Tura, A, Grespan, E, Göbl, CS, Koivula, RW, Franks, PW, Pearson, ER, Walker, M, Forgie, IM, Giordano, GN, Pavo, I, et al
Diabetes. 2021;(9):2092-2106
Abstract
Differences in glucose metabolism among categories of prediabetes have not been systematically investigated. In this longitudinal study, participants (N = 2,111) underwent a 2-h 75-g oral glucose tolerance test (OGTT) at baseline and 48 months. HbA1c was also measured. We classified participants as having isolated prediabetes defect (impaired fasting glucose [IFG], impaired glucose tolerance [IGT], or HbA1c indicative of prediabetes [IA1c]), two defects (IFG+IGT, IFG+IA1c, or IGT+IA1c), or all defects (IFG+IGT+IA1c). β-Cell function (BCF) and insulin sensitivity were assessed from OGTT. At baseline, in pooling of participants with isolated defects, they showed impairment in both BCF and insulin sensitivity compared with healthy control subjects. Pooled groups with two or three defects showed progressive further deterioration.
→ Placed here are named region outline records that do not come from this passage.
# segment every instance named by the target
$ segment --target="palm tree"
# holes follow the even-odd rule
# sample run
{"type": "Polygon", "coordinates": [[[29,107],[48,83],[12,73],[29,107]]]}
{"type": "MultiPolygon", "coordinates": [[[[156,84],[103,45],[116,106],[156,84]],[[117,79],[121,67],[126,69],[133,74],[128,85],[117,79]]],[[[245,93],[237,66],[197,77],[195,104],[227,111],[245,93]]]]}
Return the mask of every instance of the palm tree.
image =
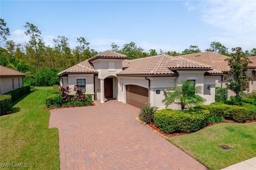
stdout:
{"type": "Polygon", "coordinates": [[[195,87],[193,81],[181,81],[181,85],[172,83],[173,87],[166,93],[167,97],[162,100],[167,108],[174,101],[180,102],[181,109],[184,110],[185,106],[196,105],[203,104],[206,100],[198,94],[202,94],[202,86],[195,87]]]}

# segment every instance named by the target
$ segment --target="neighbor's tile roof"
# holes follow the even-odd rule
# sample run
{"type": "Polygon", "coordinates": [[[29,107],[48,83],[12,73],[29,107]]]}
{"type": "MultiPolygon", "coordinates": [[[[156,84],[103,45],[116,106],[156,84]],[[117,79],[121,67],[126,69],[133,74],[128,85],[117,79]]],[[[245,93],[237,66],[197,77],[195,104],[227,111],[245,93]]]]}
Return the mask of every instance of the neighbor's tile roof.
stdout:
{"type": "Polygon", "coordinates": [[[19,71],[9,69],[2,65],[0,65],[0,76],[22,76],[25,75],[24,74],[19,71]]]}
{"type": "Polygon", "coordinates": [[[166,54],[124,60],[123,67],[125,69],[118,74],[166,75],[175,73],[171,70],[177,70],[181,69],[211,69],[210,65],[166,54]]]}
{"type": "Polygon", "coordinates": [[[210,73],[222,73],[222,72],[228,71],[230,69],[228,65],[228,61],[225,61],[229,57],[213,52],[202,52],[176,57],[182,57],[202,64],[210,65],[213,69],[213,70],[208,71],[210,73]]]}
{"type": "Polygon", "coordinates": [[[251,61],[248,64],[248,66],[249,67],[256,67],[256,56],[249,56],[248,57],[251,61]]]}
{"type": "Polygon", "coordinates": [[[63,73],[95,73],[98,71],[93,67],[92,65],[88,61],[88,59],[81,62],[59,73],[58,75],[63,73]]]}
{"type": "Polygon", "coordinates": [[[90,61],[99,58],[126,58],[127,57],[126,55],[112,51],[107,50],[99,53],[94,57],[90,58],[89,61],[90,61]]]}

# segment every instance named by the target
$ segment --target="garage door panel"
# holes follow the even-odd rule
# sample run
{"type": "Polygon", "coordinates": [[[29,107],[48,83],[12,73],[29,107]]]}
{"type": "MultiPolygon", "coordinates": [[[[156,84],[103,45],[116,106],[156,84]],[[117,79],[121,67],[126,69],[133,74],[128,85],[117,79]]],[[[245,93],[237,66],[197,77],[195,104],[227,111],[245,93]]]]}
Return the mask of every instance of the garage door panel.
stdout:
{"type": "Polygon", "coordinates": [[[148,102],[148,89],[135,85],[126,86],[126,103],[140,108],[148,102]]]}

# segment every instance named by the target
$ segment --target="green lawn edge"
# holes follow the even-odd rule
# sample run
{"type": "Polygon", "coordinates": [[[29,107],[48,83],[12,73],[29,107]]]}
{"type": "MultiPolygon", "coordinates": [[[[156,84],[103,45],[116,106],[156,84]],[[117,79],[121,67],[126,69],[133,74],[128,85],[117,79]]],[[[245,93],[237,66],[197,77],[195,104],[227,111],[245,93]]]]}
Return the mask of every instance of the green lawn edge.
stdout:
{"type": "Polygon", "coordinates": [[[256,156],[256,122],[214,125],[168,141],[210,170],[218,170],[256,156]],[[232,150],[223,150],[226,146],[232,150]]]}
{"type": "MultiPolygon", "coordinates": [[[[48,128],[45,98],[52,87],[35,87],[12,103],[12,112],[0,117],[0,162],[27,164],[28,169],[60,169],[58,130],[48,128]]],[[[10,168],[13,168],[10,167],[10,168]]]]}

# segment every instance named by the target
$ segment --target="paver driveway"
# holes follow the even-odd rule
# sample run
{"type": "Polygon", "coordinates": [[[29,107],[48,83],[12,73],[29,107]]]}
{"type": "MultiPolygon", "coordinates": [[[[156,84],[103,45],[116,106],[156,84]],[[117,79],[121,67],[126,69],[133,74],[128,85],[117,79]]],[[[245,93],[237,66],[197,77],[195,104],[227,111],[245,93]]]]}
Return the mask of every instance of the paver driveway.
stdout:
{"type": "Polygon", "coordinates": [[[139,109],[116,100],[51,111],[59,130],[61,169],[205,169],[136,120],[139,109]]]}

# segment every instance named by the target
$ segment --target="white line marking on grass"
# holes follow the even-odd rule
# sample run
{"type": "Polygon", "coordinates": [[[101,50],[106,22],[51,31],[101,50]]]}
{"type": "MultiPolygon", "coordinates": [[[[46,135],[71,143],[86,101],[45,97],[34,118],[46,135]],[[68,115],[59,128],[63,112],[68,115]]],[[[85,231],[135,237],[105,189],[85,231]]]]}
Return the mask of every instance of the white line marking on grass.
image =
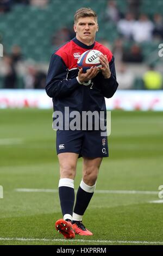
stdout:
{"type": "Polygon", "coordinates": [[[80,242],[89,243],[140,243],[145,245],[162,245],[163,241],[118,241],[118,240],[87,240],[83,239],[48,239],[45,238],[23,238],[23,237],[0,237],[1,241],[39,241],[45,242],[80,242]]]}
{"type": "MultiPolygon", "coordinates": [[[[45,192],[57,193],[58,190],[41,188],[16,188],[16,192],[45,192]]],[[[139,190],[96,190],[97,194],[158,194],[157,191],[141,191],[139,190]]]]}
{"type": "Polygon", "coordinates": [[[0,139],[0,145],[15,145],[16,144],[21,144],[23,143],[23,139],[16,138],[0,139]]]}
{"type": "Polygon", "coordinates": [[[163,200],[155,200],[155,201],[149,201],[151,204],[162,204],[163,200]]]}

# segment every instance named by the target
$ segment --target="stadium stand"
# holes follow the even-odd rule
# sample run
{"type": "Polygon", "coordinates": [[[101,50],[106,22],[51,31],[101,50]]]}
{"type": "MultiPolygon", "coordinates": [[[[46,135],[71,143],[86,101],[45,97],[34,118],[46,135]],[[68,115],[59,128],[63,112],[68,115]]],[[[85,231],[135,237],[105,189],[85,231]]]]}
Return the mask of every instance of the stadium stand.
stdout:
{"type": "MultiPolygon", "coordinates": [[[[4,45],[5,52],[10,53],[14,45],[18,45],[22,50],[25,62],[32,60],[38,66],[43,64],[46,71],[50,57],[55,48],[55,45],[52,43],[53,35],[64,27],[69,29],[72,28],[74,12],[83,6],[91,7],[98,13],[99,31],[97,34],[97,40],[108,41],[112,50],[114,42],[120,38],[122,38],[123,50],[126,51],[135,44],[132,38],[129,40],[123,38],[118,31],[116,22],[105,19],[108,1],[68,0],[64,2],[64,4],[63,1],[60,0],[49,0],[46,2],[43,8],[41,8],[34,4],[30,4],[30,1],[16,1],[10,8],[10,11],[0,13],[0,43],[4,45]]],[[[124,18],[126,14],[131,11],[129,9],[130,1],[116,0],[115,2],[116,8],[124,18]]],[[[138,2],[139,6],[137,4],[137,7],[139,14],[146,14],[151,21],[153,21],[153,16],[156,13],[162,16],[163,2],[161,0],[140,0],[138,2]]],[[[138,72],[137,74],[136,84],[137,83],[137,79],[139,80],[137,77],[142,76],[147,65],[162,65],[162,58],[160,58],[158,54],[159,43],[161,43],[161,39],[159,37],[139,43],[142,52],[143,62],[141,73],[139,74],[138,72]]],[[[0,68],[0,76],[2,77],[1,74],[0,68]]],[[[24,72],[22,70],[18,71],[19,81],[22,80],[24,72]]],[[[1,77],[1,88],[3,87],[3,77],[1,77]]],[[[133,88],[143,88],[140,86],[140,83],[139,84],[139,86],[133,86],[133,88]]],[[[19,82],[17,87],[23,88],[23,83],[19,82]]]]}

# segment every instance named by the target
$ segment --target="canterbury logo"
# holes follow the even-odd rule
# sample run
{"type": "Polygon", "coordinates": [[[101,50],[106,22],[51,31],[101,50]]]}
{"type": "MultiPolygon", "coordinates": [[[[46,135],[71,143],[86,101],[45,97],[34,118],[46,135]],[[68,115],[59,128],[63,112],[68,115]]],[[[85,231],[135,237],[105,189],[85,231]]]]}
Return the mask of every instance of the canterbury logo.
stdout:
{"type": "Polygon", "coordinates": [[[65,148],[64,144],[60,144],[59,145],[59,149],[64,149],[65,148]]]}
{"type": "Polygon", "coordinates": [[[80,52],[75,52],[73,54],[73,57],[75,59],[78,59],[81,56],[80,52]]]}

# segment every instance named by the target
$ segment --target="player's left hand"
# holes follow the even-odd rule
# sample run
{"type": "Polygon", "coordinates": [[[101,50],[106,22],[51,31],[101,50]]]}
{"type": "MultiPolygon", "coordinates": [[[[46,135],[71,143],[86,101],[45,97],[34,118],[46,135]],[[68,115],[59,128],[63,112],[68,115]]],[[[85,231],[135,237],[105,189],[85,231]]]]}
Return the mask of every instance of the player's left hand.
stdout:
{"type": "Polygon", "coordinates": [[[106,55],[101,54],[99,56],[99,60],[102,67],[98,68],[98,70],[102,71],[105,78],[109,78],[111,76],[111,72],[109,69],[109,62],[106,55]]]}

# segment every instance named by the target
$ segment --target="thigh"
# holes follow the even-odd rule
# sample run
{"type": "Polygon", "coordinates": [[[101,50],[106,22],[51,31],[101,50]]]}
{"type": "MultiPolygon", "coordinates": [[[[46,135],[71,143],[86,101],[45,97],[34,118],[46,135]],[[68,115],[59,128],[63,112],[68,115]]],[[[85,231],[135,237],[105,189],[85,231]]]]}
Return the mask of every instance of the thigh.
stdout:
{"type": "Polygon", "coordinates": [[[83,157],[83,180],[89,186],[95,184],[102,159],[83,157]]]}
{"type": "Polygon", "coordinates": [[[85,157],[83,157],[83,170],[84,172],[95,169],[98,170],[103,159],[102,157],[91,158],[85,157]]]}
{"type": "Polygon", "coordinates": [[[65,153],[79,154],[82,149],[83,137],[81,131],[57,131],[57,154],[65,153]]]}
{"type": "Polygon", "coordinates": [[[58,155],[60,165],[60,178],[67,178],[74,179],[78,154],[76,153],[60,153],[58,155]]]}
{"type": "Polygon", "coordinates": [[[86,131],[82,145],[82,155],[85,157],[109,156],[108,138],[101,136],[101,131],[86,131]]]}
Among groups with isolated defect, those with IGT showed lower insulin sensitivity, insulin secretion at reference glucose (ISRr), and insulin secretion potentiation (P < 0.002). Conversely, those with IA1c showed higher insulin sensitivity and ISRr (P < 0.0001). Among groups with two defects, we similarly found differences in both BCF and insulin sensitivity. At 48 months, we found higher type 2 diabetes incidence for progressively increasing number of prediabetes defects (odds ratio >2, P < 0.008). In conclusion, the prediabetes groups showed differences in type/degree of glucometabolic impairment. Compared with the pooled group with isolated defects, those with double or triple defect showed progressive differences in diabetes incidence.